Aku sebagai generasi 90-an yang bahagia masa kecilnya, tentu ini jadi tempat
mengenang masa lalu. Masa dimana bisa tertawa tanpa banyak benalu.
Main sunda manda, salah satu permainan tradisional yang ada di Kampung Kurcaci. |
“Aaaaaaaa!!!” aku tersentak kaget
mencari sumber teriakan, ketika sedang membaca buku di sebuah hammock. Ternyata ada seorang pengunjung
yang sedang terayun diikat dengan satu tali. Giant Swing, namanya. Sejujurnya, aku ngilu melihatnya. Karena dulu
waktu kecil pernah melihat teman jatuh dari ayunan, tangannya patah. Giant Swing ini tentu beda dengan
ayunan. Ada tali pengaman dan pendamping profesional dari pihak Kampung
Kurcaci. Tapi tetap saja, jantungku ikut berdetak cepat melihatnya.
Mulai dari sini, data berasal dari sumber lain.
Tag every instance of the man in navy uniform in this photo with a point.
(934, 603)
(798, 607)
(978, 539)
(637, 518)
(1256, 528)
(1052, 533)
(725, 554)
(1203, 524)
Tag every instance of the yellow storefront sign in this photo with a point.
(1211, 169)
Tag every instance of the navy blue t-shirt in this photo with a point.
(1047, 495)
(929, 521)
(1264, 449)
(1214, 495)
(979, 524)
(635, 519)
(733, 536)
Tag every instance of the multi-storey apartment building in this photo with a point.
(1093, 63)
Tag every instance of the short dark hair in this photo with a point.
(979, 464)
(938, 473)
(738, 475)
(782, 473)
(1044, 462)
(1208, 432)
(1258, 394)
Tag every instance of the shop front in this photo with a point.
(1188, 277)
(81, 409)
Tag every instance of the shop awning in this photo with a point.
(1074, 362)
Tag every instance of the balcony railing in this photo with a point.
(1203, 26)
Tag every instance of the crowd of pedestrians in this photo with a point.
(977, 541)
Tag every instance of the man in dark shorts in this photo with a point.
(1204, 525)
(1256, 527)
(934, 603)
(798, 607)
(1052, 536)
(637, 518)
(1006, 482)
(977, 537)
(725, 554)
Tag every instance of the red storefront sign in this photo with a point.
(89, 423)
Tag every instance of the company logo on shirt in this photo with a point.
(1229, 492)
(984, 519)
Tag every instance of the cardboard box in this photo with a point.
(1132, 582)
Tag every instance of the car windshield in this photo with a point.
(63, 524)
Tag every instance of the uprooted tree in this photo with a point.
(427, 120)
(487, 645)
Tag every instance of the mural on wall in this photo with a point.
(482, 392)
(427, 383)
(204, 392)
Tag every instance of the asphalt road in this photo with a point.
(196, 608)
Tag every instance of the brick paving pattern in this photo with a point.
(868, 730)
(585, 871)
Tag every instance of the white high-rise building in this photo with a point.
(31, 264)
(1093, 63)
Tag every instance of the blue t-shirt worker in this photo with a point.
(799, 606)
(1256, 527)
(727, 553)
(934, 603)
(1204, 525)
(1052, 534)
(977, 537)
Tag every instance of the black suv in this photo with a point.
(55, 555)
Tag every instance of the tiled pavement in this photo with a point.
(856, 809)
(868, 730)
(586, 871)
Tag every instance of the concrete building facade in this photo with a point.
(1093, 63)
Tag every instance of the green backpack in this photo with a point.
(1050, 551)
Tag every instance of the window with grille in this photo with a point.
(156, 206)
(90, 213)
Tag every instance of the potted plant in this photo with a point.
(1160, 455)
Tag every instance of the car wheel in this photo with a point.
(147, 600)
Membaca buku sambil duduk di hammock. |
Trauma dengan ayunan bukan
berarti aku takut ketinggian. Diantara pohon-pohon tinggi di Kampung Kurcaci,
dibangun beberapa rumah pohon. Ingatanku pun kembali ke masa kecil, lagi. Waktu
aku kecil, yang aku buat bukan rumah pohon sungguhan. Hanya papan kayu yang
disusun antara batang pohon. Cukup menjadi tempat sembunyi dari Ibu yang
menyuruh makan atau mandi.
Rumah pohon di Kampung Kurcaci. |
Sekarang pun bisa menjadi
persembunyian dari keriuhan yang terjadi. Melepas beban dari segala kebisingan.
Orang seringnya menatap gemerlap yang di atas. Lupa kalau sesekali harus
menunduk ke bawah. Merenungi yang telah terjadi. Mengambil hikmahnya, untuk
bangkit lagi. Atau hanya sekedar berbagi keluh dengan kawan sambil ngopi.
Tidak hanya rumah pohon, di
Kampung Kurcaci juga ada Rumah Kurcaci. Spot foto yang instagramable ini menjadi daya tarik tersendiri. Tampilan rumah ini
mirip rumah di film The Hobbit. Untuk
mendapatkan kenangan di rumah kurcaci, pengunjung pun rela mengantri. Lagi-lagi
tempat ini mengajarkan sesuatu, walau masih berupa banner himbauan dengan
kata-kata lucu.
Rumah Kurcaci |
Beberapa kali aku datang ke
tempat swafoto mendadak tenar harus mengantri. Hanya untuk jepretan sekali. Ada
tempat yang menggunakan sistem nomor urut. Agar yang mau foto bisa teratur,
tidak berebut. Di Rumah Kurcaci ini justru kita diajarkan untuk saling tolong.
Mengajak berkomunikasi dengan pengunjung lain. Tidak ada yang tahu kan, berawal
minta tolong difotokan berakhir pertemanan atau pelaminan. #eaaaaa.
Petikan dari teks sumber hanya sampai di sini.